Now we can use all the tools we have for dealing with the wave equation. Let us assume we have solutions of the type ξ = Aej(ωt - kz), where A is a phasor amplitude, ω is the angular frequency 2πf, and k is the propagation constant, 2π/λ, where λ is the wavelength. The magnitude of k is given by k = ω/c, which we discover by substituting the solution in the wave equation. Positive and negative values correspond to waves propagating in the +z and -z directions, respectively.

For a wave propagating in the +z direction, the tension F = -jkSYA, and for a wave in the other direction, F = jkSYA. The combination kY = ω(Y/c) = ωρc. The particle velocity for either wave is v = jωA. Therefore, the ratio F/v = ±ρcS, which is a mechanical impedance. The energy in the wave will be I = avg[|v|2ρcS] erg/s = ω2ρcS|A|2/2, assuming that A is the peak amplitude. This allows us to calculate the particle displacement when we know the energy in the wave.

Now suppose that at z = 0 two wires of different characteristics are joined. The displacement ξ must be continuous, and the tension in one wire must equal the tension in the other. Let a wave of amplitude A be incident from the left in wire 1, a wave of amplitude B be reflected and travel to the left in wire 1, and a wave of amplitude C propagated to the right in wire 2. The continuity of displacement gives the condition A + B = C, while the equality of forces gives (A - B)ρcS = Cρ'c'S', where primes refer to wire 2, and no primes to wire 1. These equations are easily solved for the unknowns B and C.

The results are B = [(ρcS - ρ'c'S')/(ρcS + ρ'c'S')] A and C = [2ρcS/(ρcS + ρc'S')] A. Let's look at the two limiting cases when the impedances are very different. First, if ρcS is much less than ρ'c'S', C is about zero, and B = -A. This is the case of a rigid wall, or rare-to-dense reflection. The incident wave is reversed in phase, and all the energy is reflected from the boundary. If ρcS is much greater than ρ'c'S', then C = 2A and B = A. The incident wave is reflected without phase change in this dense-to-rare reflection, so all the energy is again reflected. Do not be troubled by the fact that C = 2A. The intensity of this wave will be ρ'c'S'|C|2/2 = 4(ρ'c'S'/ρcS)(ρcS|A|2/2), or approximately zero.

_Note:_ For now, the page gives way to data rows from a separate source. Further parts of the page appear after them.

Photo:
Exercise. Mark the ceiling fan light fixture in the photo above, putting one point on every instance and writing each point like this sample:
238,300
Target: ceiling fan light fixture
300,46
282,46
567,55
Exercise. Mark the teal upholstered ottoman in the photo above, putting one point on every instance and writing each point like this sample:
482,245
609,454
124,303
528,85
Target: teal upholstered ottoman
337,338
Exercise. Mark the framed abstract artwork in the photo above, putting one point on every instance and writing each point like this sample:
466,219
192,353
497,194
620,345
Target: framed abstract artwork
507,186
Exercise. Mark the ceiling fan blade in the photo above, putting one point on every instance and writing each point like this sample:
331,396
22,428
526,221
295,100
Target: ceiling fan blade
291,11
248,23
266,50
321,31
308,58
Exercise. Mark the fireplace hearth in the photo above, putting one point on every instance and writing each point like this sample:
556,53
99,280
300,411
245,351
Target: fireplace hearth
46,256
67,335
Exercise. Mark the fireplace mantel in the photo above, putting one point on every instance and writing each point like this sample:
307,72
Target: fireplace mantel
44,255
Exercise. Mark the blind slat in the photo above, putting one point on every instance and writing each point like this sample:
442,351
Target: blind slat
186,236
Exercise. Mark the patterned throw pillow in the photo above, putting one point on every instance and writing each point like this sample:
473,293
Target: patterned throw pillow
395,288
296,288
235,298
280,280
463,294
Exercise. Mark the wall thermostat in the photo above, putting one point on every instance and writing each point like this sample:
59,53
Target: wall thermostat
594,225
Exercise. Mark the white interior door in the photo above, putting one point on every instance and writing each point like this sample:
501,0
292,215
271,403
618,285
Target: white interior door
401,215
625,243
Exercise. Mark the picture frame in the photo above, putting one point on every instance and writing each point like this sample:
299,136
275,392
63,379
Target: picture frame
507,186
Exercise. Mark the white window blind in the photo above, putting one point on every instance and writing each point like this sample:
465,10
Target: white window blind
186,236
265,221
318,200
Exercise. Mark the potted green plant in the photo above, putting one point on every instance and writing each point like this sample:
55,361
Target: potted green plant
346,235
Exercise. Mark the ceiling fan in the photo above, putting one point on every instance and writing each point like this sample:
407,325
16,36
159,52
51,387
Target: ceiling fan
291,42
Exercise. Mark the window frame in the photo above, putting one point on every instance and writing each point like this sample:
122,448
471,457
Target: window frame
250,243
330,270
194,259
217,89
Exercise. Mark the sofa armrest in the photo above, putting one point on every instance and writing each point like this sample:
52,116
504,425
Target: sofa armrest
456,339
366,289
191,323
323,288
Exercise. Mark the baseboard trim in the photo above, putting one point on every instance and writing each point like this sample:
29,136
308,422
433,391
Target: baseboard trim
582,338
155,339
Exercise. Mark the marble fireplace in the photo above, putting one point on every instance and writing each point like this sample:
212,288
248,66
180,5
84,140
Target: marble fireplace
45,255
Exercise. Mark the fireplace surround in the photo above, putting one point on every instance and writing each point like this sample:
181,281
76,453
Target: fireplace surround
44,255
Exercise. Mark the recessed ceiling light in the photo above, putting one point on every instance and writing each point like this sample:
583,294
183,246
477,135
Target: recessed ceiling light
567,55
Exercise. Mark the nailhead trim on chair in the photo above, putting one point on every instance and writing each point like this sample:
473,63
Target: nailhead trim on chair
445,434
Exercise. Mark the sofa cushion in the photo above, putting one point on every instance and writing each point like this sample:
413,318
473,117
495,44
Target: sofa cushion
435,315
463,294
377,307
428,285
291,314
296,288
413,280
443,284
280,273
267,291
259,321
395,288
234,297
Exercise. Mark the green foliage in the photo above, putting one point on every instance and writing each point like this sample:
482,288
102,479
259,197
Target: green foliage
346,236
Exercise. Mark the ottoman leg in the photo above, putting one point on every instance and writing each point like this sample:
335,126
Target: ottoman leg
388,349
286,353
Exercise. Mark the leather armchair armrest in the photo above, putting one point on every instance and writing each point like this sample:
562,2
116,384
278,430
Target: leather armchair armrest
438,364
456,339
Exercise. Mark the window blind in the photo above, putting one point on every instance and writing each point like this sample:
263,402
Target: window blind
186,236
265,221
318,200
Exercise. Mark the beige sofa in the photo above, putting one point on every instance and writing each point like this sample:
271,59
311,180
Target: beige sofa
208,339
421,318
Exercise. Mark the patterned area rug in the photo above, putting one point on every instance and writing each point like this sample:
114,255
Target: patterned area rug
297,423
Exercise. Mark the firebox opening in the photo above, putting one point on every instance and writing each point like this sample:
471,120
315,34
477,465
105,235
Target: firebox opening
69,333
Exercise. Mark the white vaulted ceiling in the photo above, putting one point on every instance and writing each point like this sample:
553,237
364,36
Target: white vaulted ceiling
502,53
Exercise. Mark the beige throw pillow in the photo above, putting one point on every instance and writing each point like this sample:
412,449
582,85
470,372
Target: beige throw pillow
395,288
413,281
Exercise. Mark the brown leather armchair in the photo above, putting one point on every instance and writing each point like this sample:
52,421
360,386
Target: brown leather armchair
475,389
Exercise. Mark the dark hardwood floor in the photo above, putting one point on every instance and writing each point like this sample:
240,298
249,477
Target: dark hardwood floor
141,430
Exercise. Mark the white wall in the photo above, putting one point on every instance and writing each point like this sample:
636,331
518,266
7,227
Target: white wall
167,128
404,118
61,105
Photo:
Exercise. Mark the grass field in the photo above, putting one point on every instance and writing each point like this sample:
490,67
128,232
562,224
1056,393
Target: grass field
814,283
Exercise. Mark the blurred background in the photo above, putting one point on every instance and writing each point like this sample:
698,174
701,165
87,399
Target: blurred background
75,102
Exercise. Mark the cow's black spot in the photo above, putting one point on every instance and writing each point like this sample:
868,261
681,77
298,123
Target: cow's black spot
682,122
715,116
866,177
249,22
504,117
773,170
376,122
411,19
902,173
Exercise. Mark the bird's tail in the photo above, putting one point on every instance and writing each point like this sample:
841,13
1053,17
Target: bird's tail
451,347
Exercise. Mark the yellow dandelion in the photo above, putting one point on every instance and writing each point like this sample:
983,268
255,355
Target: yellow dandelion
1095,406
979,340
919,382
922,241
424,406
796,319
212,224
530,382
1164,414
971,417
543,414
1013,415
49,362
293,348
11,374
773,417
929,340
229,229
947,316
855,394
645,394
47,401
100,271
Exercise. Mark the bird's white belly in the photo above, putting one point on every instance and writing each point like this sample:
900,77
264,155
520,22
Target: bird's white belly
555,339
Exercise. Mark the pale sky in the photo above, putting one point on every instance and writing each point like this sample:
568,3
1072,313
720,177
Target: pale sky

If ρ'c'S' = ρcS, or the impedances are equal, then B = 0, and all the energy is transmitted. C has just the correct value to make this so, as you can easily check.

Application of the Theory

The Young's modulus of steel is 30 x 106 psi, or 2.07 x 1012 dyne/cm2, and its density is ρ = 7.86 g/cm3. The phase velocity of longitudinal waves in a steel wire is then c = 5130 m/s. This should not be confused with the phase velocity of bulk longitudinal waves (which is somewhat greater), or with the phase velocity of transverse waves in the wire (which is much less). The impedance ρc = 4.04 x 106 g/s-cm2.

Aluminium has Y = 6.9 x 1011 dyne/cm2 and ρ = 2.71 g/cm3, both smaller than for steel, but c = 5040 m/s is not much different. ρc = 1.37 x 106 g/s-cm2 for Al. Copper's Y = 1.172 x 1012 and its ρ = 8.9 g/cm3, so c = 3630 m/s and ρc = 3.23 x 106 g/s-cm2. For rubber, Y = 2.76 x 107 and ρ = 1.1 g/cm3 are typical values. Therefore, c = 50 m/s and ρc = 5500 g/s-cm2.

Air has ρc = 43 g/s-cm2 and c = 332 m/s at STP. The impedance is very much less than for steel, so that at an air-steel interface, the transmitted energy is only about 10-5. It is very hard to couple acoustic longitudinal waves to longitudinal waves in solids. This forms one of the major problems in designing a string telegraph.

Let us suppose we use #80 steel wire, 0.0343 mm or 0.0135" in diameter. The area of this wire is 4.24 x 10-4 cm2, or 1.4314 x 10-4 in2. 100 m of this wire weighs 72 g. If we assume a working stress of 50,000 psi, the tension should be 7.16 lb. Coupling with the air at both ends could be by a circular diaphragm of 10 cm diameter or 78.54 cm2 area. The mechanical impedance of the wire will be 3696 g/s, while that of the diaphragm may be estimated at (43)(78.54) = 3377 g/s. The match is, therefore, pretty good. The diaphragm will not have an impedance this high if it simply radiates in free air. It would be better for it to work into a volume connected to an exponential horn.

Since the threshold sensitivity of the ear is about 10-16 W/cm2 at 1000 Hz, a power of 10-8 W transmitted through the wire should give sufficient audibility. The peak amplitude of the wave will be 5.2 x 10-3 cm, or 52 μm, under these conditions. This seems quite practical, so sufficient power can be transmitted on such a small wire.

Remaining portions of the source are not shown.